In general this is good and expected behavior. If you want to keep your container alive you need to execute another command in the foreground, which never ends. But unfortunately, you cannot run multiple CMDs in your docker file.

I dug a little deeper. The default entry point of the image is ENTRYPOINT ["/docker-entrypoint.sh"]. This script sets up a few things and starts the Data Collector.

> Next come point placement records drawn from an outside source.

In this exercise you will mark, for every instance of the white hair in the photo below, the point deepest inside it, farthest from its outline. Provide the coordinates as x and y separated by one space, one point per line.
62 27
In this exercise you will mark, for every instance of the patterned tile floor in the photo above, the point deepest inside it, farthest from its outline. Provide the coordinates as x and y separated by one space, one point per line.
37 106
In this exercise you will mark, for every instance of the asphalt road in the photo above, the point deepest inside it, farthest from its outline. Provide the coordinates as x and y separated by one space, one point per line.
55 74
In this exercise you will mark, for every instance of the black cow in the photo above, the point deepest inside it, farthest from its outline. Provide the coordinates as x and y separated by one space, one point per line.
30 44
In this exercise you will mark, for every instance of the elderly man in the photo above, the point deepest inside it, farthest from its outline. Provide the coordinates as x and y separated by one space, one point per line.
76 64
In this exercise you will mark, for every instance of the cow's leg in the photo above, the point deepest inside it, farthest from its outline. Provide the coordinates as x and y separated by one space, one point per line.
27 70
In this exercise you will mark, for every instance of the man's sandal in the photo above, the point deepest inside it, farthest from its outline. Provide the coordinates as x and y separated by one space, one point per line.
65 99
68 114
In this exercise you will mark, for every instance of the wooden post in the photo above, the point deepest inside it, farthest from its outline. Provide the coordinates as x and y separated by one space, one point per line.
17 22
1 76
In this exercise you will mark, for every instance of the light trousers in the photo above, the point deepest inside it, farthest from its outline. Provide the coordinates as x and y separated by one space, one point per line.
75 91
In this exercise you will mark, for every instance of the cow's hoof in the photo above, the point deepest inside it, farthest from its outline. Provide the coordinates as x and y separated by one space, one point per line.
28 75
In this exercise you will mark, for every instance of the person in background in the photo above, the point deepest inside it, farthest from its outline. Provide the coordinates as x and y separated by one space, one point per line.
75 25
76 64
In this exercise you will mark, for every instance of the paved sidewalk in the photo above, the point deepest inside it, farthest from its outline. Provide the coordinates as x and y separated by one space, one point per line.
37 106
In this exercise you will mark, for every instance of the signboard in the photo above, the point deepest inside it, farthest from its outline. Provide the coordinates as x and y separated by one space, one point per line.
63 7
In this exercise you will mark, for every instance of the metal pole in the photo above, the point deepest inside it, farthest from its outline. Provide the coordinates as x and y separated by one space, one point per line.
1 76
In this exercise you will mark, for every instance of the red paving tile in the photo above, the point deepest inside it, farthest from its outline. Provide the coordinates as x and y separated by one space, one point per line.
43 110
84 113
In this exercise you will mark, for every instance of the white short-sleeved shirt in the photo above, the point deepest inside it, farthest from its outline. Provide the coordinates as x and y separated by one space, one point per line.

It is required that the Data Collector is running before the pipeline is imported. So a solution could be to copy the default docker-entrypoint.sh and modify it to start the Data Collector and import the pipeline afterwards. You could to it like this:

Dockerfile:

FROM streamsets/datacollector:3.18.1

COPY myPipeline.json /pipelinejsonlocation/
# Replace docker-entrypoint.sh
COPY docker-entrypoint.sh /docker-entrypoint.sh 

EXPOSE 18630

docker-entrypoint.sh (https://github.com/streamsets/datacollector-docker/blob/master/docker-entrypoint.sh):

#!/bin/bash
#
# Copyright 2017 StreamSets Inc.
#
# Licensed under the Apache License, Version 2.0 (the "License");
# you may not use this file except in compliance with the License.
# You may obtain a copy of the License at
#
#     http://www.apache.org/licenses/LICENSE-2.0
#
# Unless required by applicable law or agreed to in writing, software
# distributed under the License is distributed on an "AS IS" BASIS,
# WITHOUT WARRANTIES OR CONDITIONS OF ANY KIND, either express or implied.
# See the License for the specific language governing permissions and
# limitations under the License.
#

set -e

# We translate environment variables to sdc.properties and rewrite them.
set_conf() {
  if [ $# -ne 2 ]; then
    echo "set_conf requires two arguments: <key> <value>"
    exit 1
  fi

  if [ -z "$SDC_CONF" ]; then
    echo "SDC_CONF is not set."
    exit 1
  fi

  grep -q "^$1" ${SDC_CONF}/sdc.properties && sed 's|^#\?\('"$1"'=\).*|\1'"$2"'|' -i ${SDC_CONF}/sdc.properties || echo -e "\n$1=$2" >> ${SDC_CONF}/sdc.properties
}

# support arbitrary user IDs
# ref: https://docs.openshift.com/container-platform/3.3/creating_images/guidelines.html#openshift-container-platform-specific-guidelines
if ! whoami &> /dev/null; then
  if [ -w /etc/passwd ]; then
    echo "${SDC_USER:-sdc}:x:$(id -u):0:${SDC_USER:-sdc} user:${HOME}:/sbin/nologin" >> /etc/passwd
  fi
fi

# In some environments such as Marathon $HOST and $PORT0 can be used to
# determine the correct external URL to reach SDC.
if [ ! -z "$HOST" ] && [ ! -z "$PORT0" ] && [ -z "$SDC_CONF_SDC_BASE_HTTP_URL" ]; then
  export SDC_CONF_SDC_BASE_HTTP_URL="http://${HOST}:${PORT0}"
fi

for e in $(env); do
  key=${e%=*}
  value=${e#*=}
  if [[ $key == SDC_CONF_* ]]; then
    lowercase=$(echo $key | tr '[:upper:]' '[:lower:]')
    key=$(echo ${lowercase#*sdc_conf_} | sed 's|_|.|g')
    set_conf $key $value
  fi
done

# MODIFICATIONS:
#exec "${SDC_DIST}/bin/streamsets" "$@"

check_data_collector_status () {
   watch -n 1 ${SDC_DIST}/bin/streamsets cli -U http://localhost:18630 ping | grep -q 'version' && echo "Data Collector has started!" && import_pipeline
}

function import_pipeline () {
    sleep 1

    echo "Start to import pipeline"
    ${SDC_DIST}/bin/streamsets cli -U http://localhost:18630 -u admin -p admin store import -n myPipeline --stack -f /pipelinejsonlocation/myPipeline.json

    echo "Finished importing pipeline"
}

# Start checking if Data Collector is up (in background) and start Data Collector
check_data_collector_status & ${SDC_DIST}/bin/streamsets $@

I commented out the last line exec "${SDC_DIST}/bin/streamsets" "$@" of the default docker-entrypoint.sh and added two functions. check_data_collector_status () pings the Data Collector service until it is available. import_pipeline () imports your pipeline.

check_data_collector_status () runs in background and ${SDC_DIST}/bin/streamsets $@ is started in foreground as before. So the pipeline is imported after the Data Collector service is started.